Chunking attacks on Tarsnap (and others)
Ten years ago I wrote that it would require someone smarter than me to extract information from the way that Tarsnap splits data into chunks. Well, I never claimed to be the smartest person in the world! Working with Boris Alexeev and Yan X Zhang, I've just uploaded a paper to the Cryptology ePrint Archive describing a chosen-plaintext attack which would allow someone with access to the Tarsnap server (aka me, Amazon, or the NSA) or potentially someone with sufficient ability to monitor network traffic (e.g. someone watching your wifi transmissions) to extract Tarsnap's chunking parameters. We also present both known and chosen plaintext attacks against BorgBackup, and known plaintext attacks against Restic.EDIT: The paper is here. Once it's on the ePrint Archive I'll point to that copy instead, but I don't know exactly how long that will take.
And, of course, because Tarsnap is intended to be Online backups for the truly paranoid, I've released a new version of Tarsnap today (version 1.0.41) which contains mitigations for these attacks, bringing us back to "I can't see any computationally feasible attack"; but I'm also exploring possibilities for making the chunking provably secure.
I'm sure many people reading this right now are asking the same question: Are my secrets safe? To this I have to say "almost certainly yes". The attack we have to leak Tarsnap's chunking parameters is a chosen plaintext attack — you would have to archive data provided to you by the attacker — and the chosen plaintext has a particular signature (large blocks of "small alphabet" data) which would show up on the Tarsnap server (I can't see your data, but I can see block sizes, and this sort of plaintext is highly compressible). Furthermore, even after obtaining Tarsnap's chunking parameters, leaking secret data would be very challenging, requiring an interactive attack which mixes chosen plaintext with your secrets.

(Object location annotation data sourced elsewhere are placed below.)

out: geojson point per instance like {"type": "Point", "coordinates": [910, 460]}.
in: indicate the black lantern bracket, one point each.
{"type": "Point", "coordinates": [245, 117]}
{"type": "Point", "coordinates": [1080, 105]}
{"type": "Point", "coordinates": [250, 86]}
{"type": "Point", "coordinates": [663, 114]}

Leaking known data (e.g. answering the question "is this machine archiving a copy of the FreeBSD 13.5-RELEASE amd64 dvd1.iso file") is possible given knowledge of the chunking parameters; but this doesn't particularly enhance an attacker's capabilities since an attacker who can perform a chosen plaintext attack (necessary in order to extract Tarsnap's chunking parameters) can already determine if you have a file stored, by prompting you to store it again and using deduplication as an oracle.
In short: Don't worry, but update to the latest version anyway.
Thanks to Boris Alexeev, Yan X Zhang, Kien Tuong Truong, Simon-Philipp Merz, Matteo Scarlata, Felix Gunther and Kenneth G. Paterson for their assistance. It takes a village.